April 16, 2016
I recently read Jonathan Aberman's piece in The Washington Post, “Our identity question – What exactly is ‘D.C. Tech?'”. There was no real opinion to extract from the piece, and – worse – the entire thing felt like mere clickbait. The points I agreed on were either history lessons or plain information – things you can find in various DC Tech guides.
One thing that struck me a bit odd is how he interviewed 100 entrepreneurs – no mention of community members, organizers, organizations or attendees of DC tech events. As the cliche goes, it takes a village (or a District in this case). There's only so much a company can do on its own without community support. Do you think ThatStartup, LLC could be on its way to an IPO if it wasn’t for the existing community support, local development talent, local media attention or availability to established entrepreneurs? It takes an ecosystem to construct a community, not just entrepreneurs.
A Background on DC Tech
DC tech has worn different faces over the decades as highlighted in Aberman's piece. After Mario Marino's departure from the District, Peter Corbett and his crew began filling the void left by Marino. Our community has seen several revivals over the decades, but the startup ecosystem really started to accelerate within the past 3 years. This very brief history in D.C. tech would help build up to what we now call “DC Tech” proper.

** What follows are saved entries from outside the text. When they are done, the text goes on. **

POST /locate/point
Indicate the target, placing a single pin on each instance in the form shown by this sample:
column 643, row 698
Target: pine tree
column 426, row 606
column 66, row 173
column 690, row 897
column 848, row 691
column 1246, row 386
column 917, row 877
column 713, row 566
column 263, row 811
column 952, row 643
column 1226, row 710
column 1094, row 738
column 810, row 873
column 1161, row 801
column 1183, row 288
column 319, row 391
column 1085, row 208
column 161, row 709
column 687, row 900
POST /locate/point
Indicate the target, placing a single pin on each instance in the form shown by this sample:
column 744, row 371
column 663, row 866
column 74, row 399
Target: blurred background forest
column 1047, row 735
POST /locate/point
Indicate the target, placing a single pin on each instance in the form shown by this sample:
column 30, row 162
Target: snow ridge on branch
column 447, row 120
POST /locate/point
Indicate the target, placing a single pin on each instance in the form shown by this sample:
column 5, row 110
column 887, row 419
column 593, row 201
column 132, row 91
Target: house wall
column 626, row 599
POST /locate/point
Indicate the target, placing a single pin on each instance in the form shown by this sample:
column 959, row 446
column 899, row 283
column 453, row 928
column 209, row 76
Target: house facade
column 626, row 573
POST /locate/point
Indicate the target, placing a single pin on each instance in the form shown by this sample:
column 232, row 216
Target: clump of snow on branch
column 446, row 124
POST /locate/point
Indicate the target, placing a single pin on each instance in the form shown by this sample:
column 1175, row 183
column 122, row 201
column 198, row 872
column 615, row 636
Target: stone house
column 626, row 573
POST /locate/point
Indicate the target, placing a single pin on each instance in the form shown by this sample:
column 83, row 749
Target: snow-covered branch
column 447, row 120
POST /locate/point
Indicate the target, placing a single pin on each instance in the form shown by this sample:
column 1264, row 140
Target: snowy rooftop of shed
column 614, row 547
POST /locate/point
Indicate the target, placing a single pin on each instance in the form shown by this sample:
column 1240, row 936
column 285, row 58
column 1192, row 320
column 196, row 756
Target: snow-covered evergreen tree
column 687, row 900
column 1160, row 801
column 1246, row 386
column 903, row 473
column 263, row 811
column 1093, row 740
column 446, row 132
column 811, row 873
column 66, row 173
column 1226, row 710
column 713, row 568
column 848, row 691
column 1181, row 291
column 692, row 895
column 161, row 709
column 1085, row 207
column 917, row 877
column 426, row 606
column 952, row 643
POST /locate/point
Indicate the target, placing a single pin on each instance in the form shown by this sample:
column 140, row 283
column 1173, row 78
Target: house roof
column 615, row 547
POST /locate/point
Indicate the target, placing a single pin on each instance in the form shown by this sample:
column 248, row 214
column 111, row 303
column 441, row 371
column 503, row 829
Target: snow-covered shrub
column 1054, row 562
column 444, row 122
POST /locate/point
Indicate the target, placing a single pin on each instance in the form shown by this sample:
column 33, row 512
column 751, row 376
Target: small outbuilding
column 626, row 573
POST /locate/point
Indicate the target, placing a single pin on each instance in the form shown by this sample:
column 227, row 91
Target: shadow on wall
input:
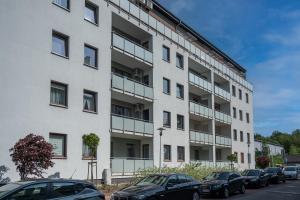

Although some folks consider DC tech to be contained within the district, if you tally the number of employees who work and live around/in the Beltway, you'll find that D.C. proper relies on nearby Maryland and Virginia to support itself. Regardless of which publication you read, you'll see journalists highlight companies, entrepreneurs, events and others across the entire DMV (D.C.-Maryland-Virginia metro area, focusing on central Maryland and northern Virginia).
The Realities of DC Tech
Although DC tech is still in its toddler stage, the Silicon District has created a name for itself in several areas, such as being the best place for women in tech, consistently ranking in top 20 startup cities, and climbing towards the top as one of the best cities for people of color.
In terms of industries, D.C. definitely has its strengths and weaknesses. For instance, we are not suited for mass consumer products, like Facebook, Twitter, LinkedIn, Yo, etc., unless it is a food-related startup, such as Spotluck, Gallery, Juicery, etc. Our strengths reside in the B2B arena, typically in software, government, politics, cyber security and enterprise, as well as industries like healthcare, finance and education.
I think that agreeing on DC tech's competencies and associations would help unite the region and communicate those things to outsiders. We need to agree that we don’t need to be a Silicon Valley, Silicon District or other variation of the tetravalent metalloid; rather, we should look at our strengths – as the tech mecca for women and for people of color.
As for a stronger definition, maybe this would work:
“DC tech” is a technology hub comprised of DC, Virginia and Maryland that focuses on business-to-business services, and is the best town for gender and cultural progression.